After rebranding as AccorHotels in 2015, the hospitality behemoth has announced it has reverted back to the ‘Accor’ name.
The company has also launched a lifestyle loyalty program, ALL (Accor Live Limitless), that it says will open doors across a portfolio of over 30 hotel brands, as well as a collection of bars, restaurants, nightclubs and ‘money can’t buy’ experiences.
ALL of Accor will be delivered through a new app and website, and will address four strategic stakes for the company:
- introducing new premium status to reward its most loyal members;
- enriched benefits according to its augmented hospitality strategy.
- a worldwide connected experience to earn and burn points across a broad range of brands; and,
- a new digital app delivering value across work, live and play.
Accor is extending its partnership with AEG to include premium venues, providing over 60,000 tickets and private suites for loyalty program members in Latin America, Asia and Europe.
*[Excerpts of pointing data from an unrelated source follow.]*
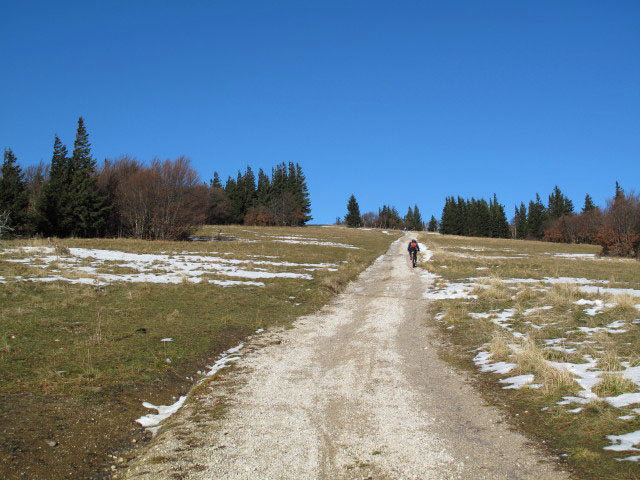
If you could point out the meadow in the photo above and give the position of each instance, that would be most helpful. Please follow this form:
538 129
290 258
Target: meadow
92 328
552 335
The group has also signed a new partnership with IMG, which will unlock access to chef masterclasses and culinary encounters for members courtesy of ALL.
Starting in 2020, loyalty program members will enjoy the best of Taste Festivals in London, Paris, Sao Paulo, Hong Kong and Toronto, with growth and expansion of the partnership into new cities over the next three years.
Furthermore, Accor has signed a global multi-year partnership with Paris Saint-Germain. The agreement will see ALL become the principal partner and official jersey sponsor of the French football club from the beginning of the 2019/2020 season.
To reflect the ambition of the group and the premium nature of its brands, Accor has also launched a new premium visual language, including a new corporate logo.
The two distinctive brands, Accor and ALL, will utilise the same ‘iconic A’ monogram that is designed to represent the seal of excellence of the group, and which fuses the letter A with the bernache, which is the historical emblem of the group.
All of these announcements coincide with Accor’s full-year results for 2018, which showed the group’s revenue grew almost 17 per cent to $6.6 billion, and its earnings before interest, taxes, depreciation and amortisation increased by 14.5 per cent to $1.3 billion.